Mais, le contexte a changé, observe Gevorg Mirzaïan, l'Ukraine a interdit aux avions biélorusses le survol de son territoire et se déclare prête à imposer des sanctions contre Minsk. La Biélorussie doit montrer à Moscou qu'elle est prête à "brûler ses vaisseaux" avec l’Occident. Selon le politologue Alexandre Klaskovski, c'est moins la Crimée qui intéresse le Kremlin que l'intégration, afin de lier durablement le sort de la Biélorussie à celui de la Russie. Quant à Loukachenko, fidèle à sa stratégie habituelle, il menace l'Occident et l'Ukraine de reconnaître l'annexion de la Crimée s'ils intensifient leurs pressions.

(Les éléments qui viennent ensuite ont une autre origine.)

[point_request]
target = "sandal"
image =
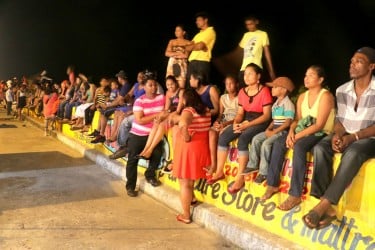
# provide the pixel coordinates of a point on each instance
(325, 221)
(311, 219)
(270, 191)
(289, 203)
(168, 166)
(182, 219)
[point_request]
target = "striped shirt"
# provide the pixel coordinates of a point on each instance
(149, 107)
(281, 111)
(355, 120)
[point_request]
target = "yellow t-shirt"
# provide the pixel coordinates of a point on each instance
(208, 36)
(253, 43)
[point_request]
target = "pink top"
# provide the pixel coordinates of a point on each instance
(50, 104)
(148, 107)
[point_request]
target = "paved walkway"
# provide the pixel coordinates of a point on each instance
(51, 197)
(235, 231)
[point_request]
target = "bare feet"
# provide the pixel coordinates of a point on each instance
(290, 203)
(270, 191)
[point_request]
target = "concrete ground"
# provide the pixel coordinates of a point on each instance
(51, 197)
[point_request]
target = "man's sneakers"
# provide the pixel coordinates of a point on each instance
(131, 192)
(247, 171)
(121, 152)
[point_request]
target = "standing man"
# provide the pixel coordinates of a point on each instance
(353, 137)
(255, 43)
(201, 49)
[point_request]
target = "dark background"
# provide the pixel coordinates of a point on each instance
(102, 37)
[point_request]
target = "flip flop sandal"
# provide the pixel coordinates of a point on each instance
(327, 221)
(182, 219)
(268, 194)
(289, 203)
(313, 217)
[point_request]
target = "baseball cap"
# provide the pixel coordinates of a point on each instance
(282, 81)
(368, 52)
(122, 74)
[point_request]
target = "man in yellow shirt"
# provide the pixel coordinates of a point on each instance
(201, 48)
(255, 43)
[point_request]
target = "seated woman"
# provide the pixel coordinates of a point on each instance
(88, 90)
(50, 106)
(227, 111)
(314, 120)
(253, 116)
(173, 104)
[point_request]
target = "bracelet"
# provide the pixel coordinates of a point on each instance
(356, 136)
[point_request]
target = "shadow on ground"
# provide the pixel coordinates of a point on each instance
(38, 160)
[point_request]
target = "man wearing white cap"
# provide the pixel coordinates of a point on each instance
(354, 137)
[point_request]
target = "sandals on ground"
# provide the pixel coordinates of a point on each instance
(313, 220)
(270, 191)
(290, 203)
(180, 218)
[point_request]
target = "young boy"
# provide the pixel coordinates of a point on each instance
(283, 111)
(9, 97)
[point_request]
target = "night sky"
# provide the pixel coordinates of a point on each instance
(102, 37)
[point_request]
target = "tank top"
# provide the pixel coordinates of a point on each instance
(313, 111)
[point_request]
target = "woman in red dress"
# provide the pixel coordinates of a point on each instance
(192, 151)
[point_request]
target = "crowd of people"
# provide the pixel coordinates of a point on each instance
(259, 115)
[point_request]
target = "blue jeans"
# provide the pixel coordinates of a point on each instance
(244, 138)
(260, 151)
(136, 144)
(300, 149)
(352, 159)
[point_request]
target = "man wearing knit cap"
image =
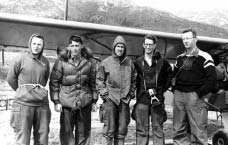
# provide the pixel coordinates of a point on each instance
(28, 77)
(116, 80)
(154, 74)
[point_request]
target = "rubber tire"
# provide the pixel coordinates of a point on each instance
(220, 138)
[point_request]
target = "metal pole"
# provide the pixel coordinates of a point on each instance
(66, 10)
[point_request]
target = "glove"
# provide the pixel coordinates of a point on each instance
(104, 97)
(155, 101)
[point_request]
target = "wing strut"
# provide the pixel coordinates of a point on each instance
(100, 43)
(166, 44)
(3, 55)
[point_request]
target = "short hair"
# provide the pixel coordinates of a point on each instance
(151, 37)
(75, 38)
(190, 30)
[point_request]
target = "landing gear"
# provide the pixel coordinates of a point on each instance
(220, 138)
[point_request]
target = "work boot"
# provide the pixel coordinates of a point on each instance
(108, 140)
(119, 141)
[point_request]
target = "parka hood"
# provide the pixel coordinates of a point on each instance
(119, 40)
(29, 44)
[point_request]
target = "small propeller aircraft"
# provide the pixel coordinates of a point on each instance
(15, 31)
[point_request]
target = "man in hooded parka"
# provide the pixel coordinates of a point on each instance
(116, 84)
(28, 77)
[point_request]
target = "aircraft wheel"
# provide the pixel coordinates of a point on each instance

"Il ne faut pas sous-estimer les interlocuteurs biélorusses de Poutine et Loukachenko lui-même, analyse Denis Meliantsov, ils lui ont présenté de manière convaincante la contestation en Biélorussie comme exclusivement antirusse et pro-occidentale, destinée à priver la Russie d'un allié important". Le Président russe a fait sienne cette conception, Loukachenko a "carte blanche" pour se livrer à toute exaction s'inscrivant dans le schéma "l'Occident veut me renverser et je défends Smolensk", résume le sociologue Grigori Ioudine. À l'encontre de la thèse qui veut qu'un Loukachenko, délégitimé et fragilisé, soit dans la main de Moscou, beaucoup de commentateurs considèrent qu'en recherchant l'escalade, il manipule le Kremlin et en fait un "otage". "90 % de la politique de Loukachenko visent à placer Poutine dans une dépendance totale à son égard", affirme Gleb Pavlovski. Loukachenko doit éviter deux écueils, remarque l'ancien conseiller du Kremlin, passé dans l'opposition, éviter une trop grande dépendance par rapport à Moscou, qui l'exposerait à être renversé, et se montrer trop distant envers la Russie, ce qui accroît le risque d'un complot fomenté par son entourage. "On a coutume de dire que Loukachenko dépend de Poutine, en réalité l'année passée montre que c'est tout le contraire, c'est précisément Loukachenko qui manipule avec succès Poutine", estime Gregori Ioudine. "En allant consciemment à la confrontation permanente pour obtenir toujours plus d'aide et de protection du Kremlin", Loukachenko nous a "pris en otage", déplore le journaliste Anton Orekh. "Il place constamment Moscou devant le fait accompli et présente comme un résultat substantiel toute montée des tensions avec l'opposition et avec l'UE", dénonce Alexandre Baounov.
Une "biélorussisation" de la Russie ?
"L'alternative au régime actuel [en Biélorussie], c'est une tentative de prise de pouvoir par des forces qui mettront en œuvre dans ce pays un scenario ukrainien", affirme Timothée Bordatchev, chercheur du club Valdaï. Les politologues indépendants quant à eux dénoncent le retour en Russie du syndrome de la "forteresse assiégée". Dans les années 1920, puis 1990, la Russie fustigeait un "cordon sanitaire" destiné à l'isoler de l'Europe, rappelle le sociologue Sergueï Medvedev. Au XXIème siècle, c'est elle-même qui a mis en place un "cordon anti-sanitaire de régimes très toxiques" - Abkhazie, Ossétie du sud, Crimée, Donbass, Transnistrie - qui "isolent la Russie du monde, engendrent des coûts croissants et contribuent aussi à l'empoisonner". Moscou ne peut ni s'en détacher ni les incorporer, mais doit les soutenir, explique le sociologue. Mikhaïl Rykline évoque ces "régions grises" qui servent de "zones tampon", où règne l'insécurité, auxquelles s’ajoute désormais la Biélorussie. Anton Barbachine inclut dans cette liste la Tchétchénie de Ramzan Kadyrov, qui gère cette république comme son fief et bafoue les lois de la fédération, se rendant coupable de multiples exactions, sur lesquelles Moscou ferme les yeux.